On distribution-based global sensitivity analysis by polynomial chaos expansion

Abstract

This paper presents a novel distribution-based global sensitivity analysis based on the Kullback–Leibler divergence derived directly from generalized polynomial chaos expansion (PCE). The synergy between PCE and Gram–Charlier expansion is utilized for derivation of novel and computationally efficient sensitivity indices. In contrast to a standard procedure for estimation of higher statistical moments, this paper reviews standard linearization problem of Hermite and Jacobi polynomials in order to efficiently estimate skewness and kurtosis direclty from PCE. Higher statistical moments are used for an estimation of probability distribution by Gram–Charlier expansion, which is represented by derived explicit cumulative distribution function.
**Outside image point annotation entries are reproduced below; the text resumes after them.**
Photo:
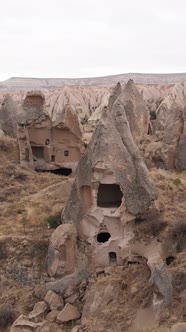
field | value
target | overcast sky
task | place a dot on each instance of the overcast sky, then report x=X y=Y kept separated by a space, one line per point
x=83 y=38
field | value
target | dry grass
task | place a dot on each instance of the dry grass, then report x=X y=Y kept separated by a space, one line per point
x=27 y=197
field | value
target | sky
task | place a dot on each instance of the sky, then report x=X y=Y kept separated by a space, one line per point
x=84 y=38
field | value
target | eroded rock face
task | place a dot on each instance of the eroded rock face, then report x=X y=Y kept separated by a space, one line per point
x=54 y=301
x=68 y=313
x=37 y=314
x=111 y=187
x=181 y=147
x=61 y=254
x=172 y=133
x=47 y=145
x=8 y=116
x=135 y=109
x=179 y=327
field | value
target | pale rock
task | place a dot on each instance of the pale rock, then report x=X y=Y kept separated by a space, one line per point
x=76 y=328
x=22 y=324
x=68 y=313
x=179 y=327
x=71 y=299
x=52 y=315
x=37 y=314
x=54 y=300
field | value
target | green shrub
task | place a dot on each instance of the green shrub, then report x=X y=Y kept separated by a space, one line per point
x=152 y=115
x=54 y=221
x=177 y=236
x=6 y=316
x=177 y=182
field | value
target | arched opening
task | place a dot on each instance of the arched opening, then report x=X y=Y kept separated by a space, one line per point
x=38 y=152
x=62 y=250
x=112 y=258
x=86 y=198
x=58 y=171
x=109 y=195
x=62 y=171
x=103 y=237
x=170 y=259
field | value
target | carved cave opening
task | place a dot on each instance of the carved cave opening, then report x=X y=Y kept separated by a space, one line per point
x=109 y=195
x=86 y=198
x=38 y=152
x=62 y=171
x=103 y=237
x=112 y=258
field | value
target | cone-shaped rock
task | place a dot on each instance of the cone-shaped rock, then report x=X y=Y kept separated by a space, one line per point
x=8 y=114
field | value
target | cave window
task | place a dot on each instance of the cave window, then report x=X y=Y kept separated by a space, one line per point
x=103 y=237
x=53 y=158
x=109 y=195
x=26 y=154
x=38 y=152
x=86 y=198
x=170 y=259
x=112 y=258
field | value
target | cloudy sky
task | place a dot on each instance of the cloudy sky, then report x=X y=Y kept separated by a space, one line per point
x=83 y=38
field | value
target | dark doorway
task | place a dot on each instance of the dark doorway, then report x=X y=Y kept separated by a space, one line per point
x=103 y=237
x=86 y=198
x=53 y=158
x=169 y=260
x=109 y=195
x=112 y=258
x=62 y=171
x=38 y=152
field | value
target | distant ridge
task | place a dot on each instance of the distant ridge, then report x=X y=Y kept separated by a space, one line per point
x=26 y=83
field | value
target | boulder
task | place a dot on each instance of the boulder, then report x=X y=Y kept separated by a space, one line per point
x=54 y=300
x=61 y=255
x=52 y=315
x=68 y=313
x=179 y=327
x=37 y=314
x=76 y=328
x=22 y=324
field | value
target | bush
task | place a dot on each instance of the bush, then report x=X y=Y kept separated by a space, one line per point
x=177 y=182
x=177 y=236
x=6 y=316
x=152 y=115
x=54 y=221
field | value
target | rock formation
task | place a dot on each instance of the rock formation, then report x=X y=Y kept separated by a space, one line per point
x=112 y=187
x=8 y=115
x=45 y=145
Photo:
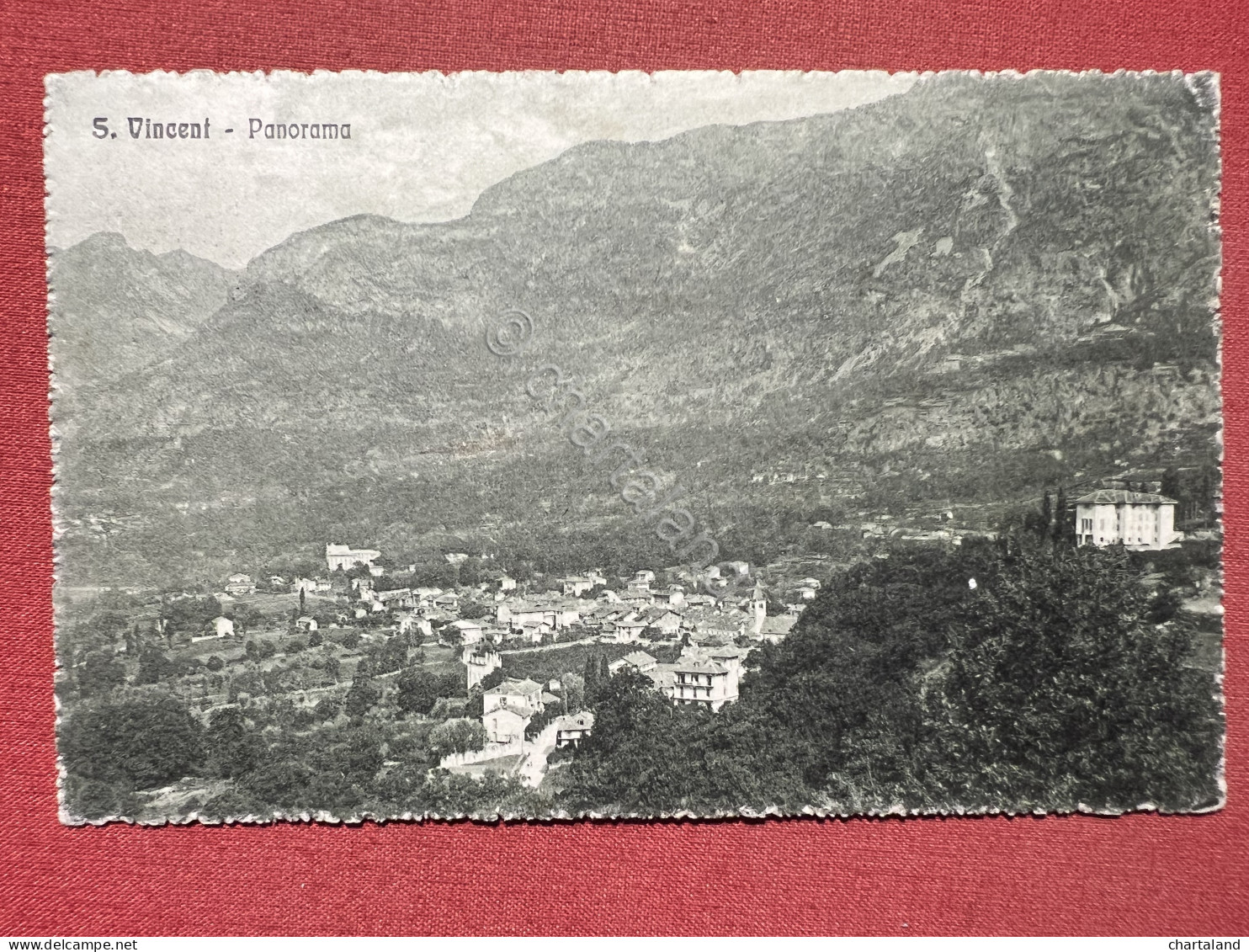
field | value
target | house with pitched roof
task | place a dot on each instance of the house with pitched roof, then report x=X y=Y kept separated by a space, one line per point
x=636 y=660
x=506 y=724
x=345 y=557
x=704 y=683
x=571 y=729
x=516 y=694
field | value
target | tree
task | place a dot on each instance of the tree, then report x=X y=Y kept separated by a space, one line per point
x=234 y=747
x=141 y=742
x=417 y=691
x=457 y=736
x=471 y=609
x=1060 y=528
x=590 y=678
x=155 y=666
x=100 y=673
x=573 y=688
x=332 y=665
x=327 y=709
x=394 y=654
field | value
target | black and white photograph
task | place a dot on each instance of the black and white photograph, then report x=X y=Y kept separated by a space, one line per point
x=588 y=445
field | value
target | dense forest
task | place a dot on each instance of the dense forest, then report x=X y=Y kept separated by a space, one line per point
x=973 y=678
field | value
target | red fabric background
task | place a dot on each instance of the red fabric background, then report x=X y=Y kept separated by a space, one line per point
x=1057 y=875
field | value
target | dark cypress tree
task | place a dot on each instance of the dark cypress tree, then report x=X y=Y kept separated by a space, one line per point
x=591 y=675
x=1060 y=529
The proposed sensitivity indices taking the whole probability distribution into account are calculated for several numerical examples of increasing complexity in order to present their possibilities. It is shown, that the proposed sensitivity indices are obtained without any additional computational demands together with Sobol indices, and thus can be easily used as complementary information for a complex sensitivity analysis or any decision making in industrial applications. Application of the proposed approach on engineering structure is presented in case of prestressed concrete roof girders failing shear. Moreover, the potential of the proposed approach for reliability-oriented sensitivity analysis is investigated in pilot numerical example.